Turner's first painting exhibited at the Royal Academy, Fishermen at Sea (1796) probably suffers from looking like so many cheap imitations that would follow. According to the exhibit notes, painting moonlight on water was in vogue at the time, but that still doesn't explain this painting's positive critical reception to me. To me, it looks like kitsch. Unfortunately, it's representative of the first three or so rooms of the show. Notable exception: the first room, with its breathtaking watercolors. Truly the man was a master of detail and precision, and even if he did have an unfortunate predilection for rainbows, his watercolors are perfect.
His Swiss series, including The Pass of St. Gotthard (1803), is another notable exception. This is sublime landscape painting par excellence. Although the crowds in general annoyed me, I did manage to find some delight in the idiotic remark one man made to his companion here: "I've like totally felt that, when I'm surrounded by all this creativity." They were both wearing the audio tour headsets so presumably this remark was a propos of something (the feeling of the sublime, maybe?) or maybe he was just feeling really inspired by all the creativity and art and stuff.
Turner's Venice paintings weren't a disappointment -- they can withstand even the dullest curating and the most ornery crowds. Gorgeous blues, gorgeous whites, gorgeous light. Simply perfect and beautiful, as always. In the penultimate room there were even more Venice paintings and unfinished sketches, also exquisite. His later works demonstrate the talent for light and color for which he is known and remembered, including The Burning of the Houses of Lords and Commons (1834):
This oil painting was on display with two walls full of watercolour sketches -- he filled two notebooks -- in one of the better rooms in the show. The sketches themselves are incredibly vibrant, and enhance the feeling of immediacy conveyed in the burning landscape.
Finally, in the last room, we are treated to his most delirious and delightful swaths of color, and told that "by the 1840s his increasingly abstract images, in which forms were subsumed by light and color, were mockingly dismissed by critics as 'the fruits of a diseased eye and a reckless hand.'"* Of course this is what most people I know who saw the show responded to, and quite logically so, for it is really only here that Turner's creativity seems to become unrestrained. And I say seems to because this show gives little sense, apart from the Burning of the House of Lords and Commons, and possibly the Venice series, of the man's sense of atmospheric light and color. Where was Rain, Steam and Speed?
And this version of The Fighting Temeraire? (There were other versions there apparently, but there must have been a big crowd in front of them since I can't dredge them up in my tortured memory of this show.)

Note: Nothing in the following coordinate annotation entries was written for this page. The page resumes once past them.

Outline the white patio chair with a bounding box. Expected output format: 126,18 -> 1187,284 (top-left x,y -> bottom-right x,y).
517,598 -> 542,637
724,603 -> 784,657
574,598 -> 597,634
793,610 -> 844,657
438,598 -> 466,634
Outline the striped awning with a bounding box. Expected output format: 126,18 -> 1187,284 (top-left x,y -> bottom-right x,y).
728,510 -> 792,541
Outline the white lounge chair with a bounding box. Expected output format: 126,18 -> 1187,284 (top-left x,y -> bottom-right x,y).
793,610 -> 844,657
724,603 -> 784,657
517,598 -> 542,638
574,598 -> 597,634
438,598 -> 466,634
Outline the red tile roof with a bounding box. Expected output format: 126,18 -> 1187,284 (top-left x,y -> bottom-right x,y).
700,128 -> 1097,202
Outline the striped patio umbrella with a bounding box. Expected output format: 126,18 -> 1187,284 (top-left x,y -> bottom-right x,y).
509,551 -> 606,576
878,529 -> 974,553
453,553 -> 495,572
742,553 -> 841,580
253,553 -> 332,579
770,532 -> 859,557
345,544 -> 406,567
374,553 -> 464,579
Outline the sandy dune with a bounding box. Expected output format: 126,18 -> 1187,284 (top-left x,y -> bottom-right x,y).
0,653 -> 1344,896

Are there behind-the-scenes politics at work here? Is The British Museum holding out on us? Is the Tate involved in an international conspiracy designed to posthumously destroy Turner's reputation as a master of light and color? The muddy, middling landscapes on display certainly don't convey the mastery of an artist who reputedly inspired this glorious work:
All I know is that one should never go to a blockbuster exhibit at the Met on a Sunday in August -- the exhibit felt crowded with too many pictures of too little significance, and the show itself was just far too crowded with humanity. I understand why they hold these things in the summer (money can be exchanged for goods and services) but no good can come of seeing this exhibit with a horde. The only pleasure I got out of it was seeing so many massive land and sea scapes devoid of any human more than a quarter inch tall -- if only that were true in life.
Conversely, maybe Turner is best taken in small doses. As in this New York Times review, "This show may be wearying because there is something imperious and impersonal about the sheer force of Turner’s ambition. It is almost as if his drive to capture nature or history in motion was so intense that it didn’t leave room for anyone else, including the viewer. Maybe that’s why despite all his hard work and even the majesty of his vision, you can emerge from this exhibition impressed but oddly untouched, even chilled."
* Quote from the Metropolitan Museum of Art's catalogue.